That’s why quality assurance (QA) is so completely integral to any software project. QA is all about making sure that software works the way it is supposed to work every time. It’s an umbrella term that refers to many different methods and processes for testing software and ensuring quality. QA is your best friend when it comes to delivering great software.
#1 QA Saves You Money
How much money does a faulty software project cost you? It costs you users and clients. And it is well known that the longer a bug goes undetected in your software, the more difficult and expensive it is to fix it. By employing QA testing throughout the development process of the software, you will save time and money after deploy.
#2 QA Prevents Catastrophic Corporate Emergencies
With corporate software, the stakes are even higher. Bugs in corporate software can lead to system blackouts, missing data, and communication breakdowns. If you are going to be employing software throughout a company or to handle sensitive information, then you had better be sure that the software is going to work exactly how it needs to work. There is no margin for error.

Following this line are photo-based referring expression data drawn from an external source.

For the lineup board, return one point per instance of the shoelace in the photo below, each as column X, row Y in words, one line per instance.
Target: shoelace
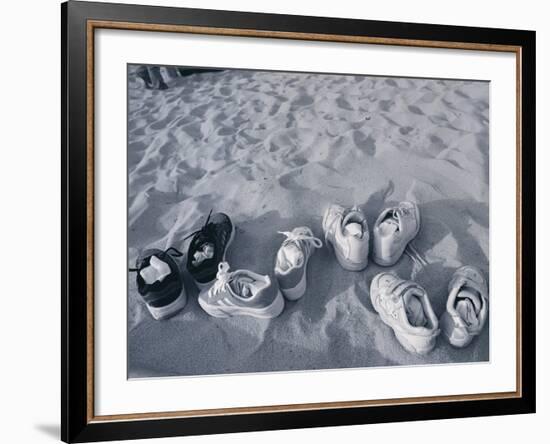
column 174, row 252
column 203, row 229
column 291, row 236
column 222, row 277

#3 QA Inspires Client Confidence
By making QA software testing a clear priority for software development, you are sending a message to your clients that you want their software to be as successful as possible. This is incredibly important when you’re in the business of delivering quality and forging long-term relationships.
#4 QA Maintains Great User Experience
It is becoming more and more clear these days that user experience will make or break a product. If software is glitching or slow, then it impedes the experience of the user with the product. Bad user experience results in dissatisfaction and frustration. Good user experience, what you get when you have meticulously tested a software product, results in a satisfied user- one who is much more likely to recommend the product and your business to others.

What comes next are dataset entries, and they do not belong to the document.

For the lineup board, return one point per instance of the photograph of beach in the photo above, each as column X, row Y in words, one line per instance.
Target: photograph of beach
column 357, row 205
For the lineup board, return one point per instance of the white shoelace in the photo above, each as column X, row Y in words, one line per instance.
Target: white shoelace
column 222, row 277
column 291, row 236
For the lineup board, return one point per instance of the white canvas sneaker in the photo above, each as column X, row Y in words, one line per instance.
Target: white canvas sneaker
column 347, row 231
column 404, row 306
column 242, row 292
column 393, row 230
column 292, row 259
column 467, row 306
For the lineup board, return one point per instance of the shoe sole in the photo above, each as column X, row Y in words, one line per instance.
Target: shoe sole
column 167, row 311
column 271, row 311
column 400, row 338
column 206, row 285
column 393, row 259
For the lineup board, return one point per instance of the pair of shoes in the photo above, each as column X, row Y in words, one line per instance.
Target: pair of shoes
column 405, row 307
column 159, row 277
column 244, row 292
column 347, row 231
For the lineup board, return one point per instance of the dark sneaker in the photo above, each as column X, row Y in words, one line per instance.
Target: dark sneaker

#5 QA Brings In More Profit
If you are creating software that you will market or sell, then investing in QA will mean that you can sell your product at a higher rate. There is nothing worse than an angry user who paid for a product that doesn’t even work.
#6 QA Boosts Customer Satisfaction
Related to the first point, this sixth benefit is focused on the reputation that customer satisfaction brings your company, not just the profit. By offering quality software that works when and how you want it to work, you will be boosting your reputation by producing happy customers. Don’t tax your customer’s patience with defective software that you have to constantly fix. Give them quality from the beginning and they’ll reward you with loyalty.
#7 QA Promotes Organization, Productivity, and Efficiency
What you don’t want is the chaos of faulty software, frantic communication, and hurried fixes. Being organized with QA testing from the beginning of your development strategy will allow you to work in peace and be more productive with your time. By utilizing agile methodologies, where software developers create and deliver small chunks of a product on a clear timeline, you can begin testing software as it is created, instead of always waiting to the end. When software testing is an integral part of your software strategy, you win, your client wins, and their users win. The benefits are clear.